Patchwork [bitbake-devel] request for comments - dynamic task selection

login
register
mail settings
Submitter Alexandru DAMIAN
Date Feb. 20, 2014, 7:17 p.m.
Message ID <CAJ2CSBs-RL_8V_nGYhY21k0J2E_ME3xwC3kgKLqt1PCEYwxLNQ@mail.gmail.com>
Download mbox | patch
Permalink /patch/67111/
State New
Headers show

Comments

Alexandru DAMIAN - Feb. 20, 2014, 7:17 p.m.
Hello,

I have a RFC patch that attempts to improve build performance by
dynamically selecting the next-to-run task based on  currently running
tasks. The general idea is if we overload the network with too many fetch
tasks, it's better to start doing unpack tasks while the disks idle instead
of starting new fetch tasks. The concept can be generally applied, e.g.
it's better to schedule package tasks in parallel with compile tasks
instead of running all the compile tasks first and then all package tasks.

This patch just looks at currently running tasks and selects the next
available task that hasn't a similar-type task already running.

I'm seeing a roughly 2% build time reduction when building the
virtual:native components, with just 26 tasks reordered out of 244 tasks
executed. I am attaching a toaster.sqlite file that captures the test -
build no.1 is done with the origin/master source, and build no. 2 is done
with this patch applied.

DO NOT MERGE - this patch exposes dependency problems in OE-Core,
specifically GCC 4.8 recipes. It breaks the OE-Core builds.

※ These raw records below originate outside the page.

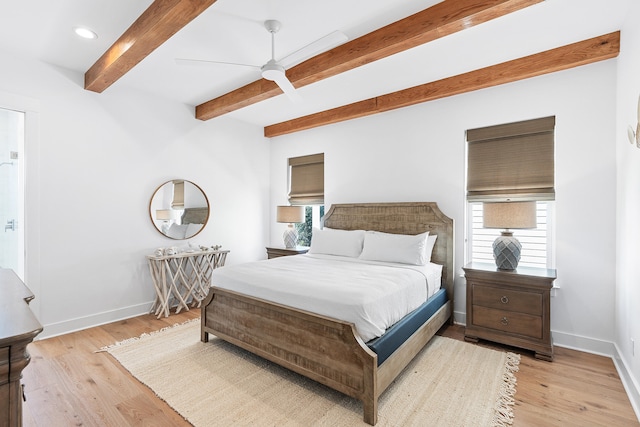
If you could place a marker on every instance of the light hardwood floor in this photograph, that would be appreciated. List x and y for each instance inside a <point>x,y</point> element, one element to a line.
<point>68,384</point>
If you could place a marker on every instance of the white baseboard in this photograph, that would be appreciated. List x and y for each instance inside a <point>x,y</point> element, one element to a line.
<point>72,325</point>
<point>586,344</point>
<point>628,381</point>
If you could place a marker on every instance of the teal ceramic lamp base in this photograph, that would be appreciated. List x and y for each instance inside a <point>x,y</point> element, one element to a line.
<point>290,237</point>
<point>506,251</point>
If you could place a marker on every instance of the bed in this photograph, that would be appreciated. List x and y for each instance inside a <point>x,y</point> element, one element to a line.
<point>329,350</point>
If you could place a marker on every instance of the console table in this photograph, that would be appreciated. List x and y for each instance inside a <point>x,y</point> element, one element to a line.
<point>182,278</point>
<point>18,327</point>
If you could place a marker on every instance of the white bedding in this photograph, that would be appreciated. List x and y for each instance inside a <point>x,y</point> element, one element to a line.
<point>372,295</point>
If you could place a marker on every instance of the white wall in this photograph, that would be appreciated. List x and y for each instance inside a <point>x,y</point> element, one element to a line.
<point>418,154</point>
<point>91,171</point>
<point>627,318</point>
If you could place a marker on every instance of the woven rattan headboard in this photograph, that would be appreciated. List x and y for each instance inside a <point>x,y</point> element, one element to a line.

?I'm waiting for your feedback. Meanwhile, I'm gonna try to solve the GCC
problems exposed.?
Richard Purdie - Feb. 22, 2014, 11:22 a.m.
On Thu, 2014-02-20 at 19:17 +0000, Damian, Alexandru wrote:
> I have a RFC patch that attempts to improve build performance by
> dynamically selecting the next-to-run task based on  currently running
> tasks. The general idea is if we overload the network with too many
> fetch tasks, it's better to start doing unpack tasks while the disks
> idle instead of starting new fetch tasks. The concept can be generally
> applied, e.g. it's better to schedule package tasks in parallel with
> compile tasks instead of running all the compile tasks first and then
> all package tasks.
>
> This patch just looks at currently running tasks and selects the next
> available task that hasn't a similar-type task already running.
>
> I'm seeing a roughly 2% build time reduction when building the
> virtual:native components, with just 26 tasks reordered out of 244
> tasks executed. I am attaching a toaster.sqlite file that captures the
> test - build no.1 is done with the origin/master source, and build no.
> 2 is done with this patch applied.

The trouble with scheduler changes is that they're hard to evaluate as
the benefits may appear on one machine but cause issues on another.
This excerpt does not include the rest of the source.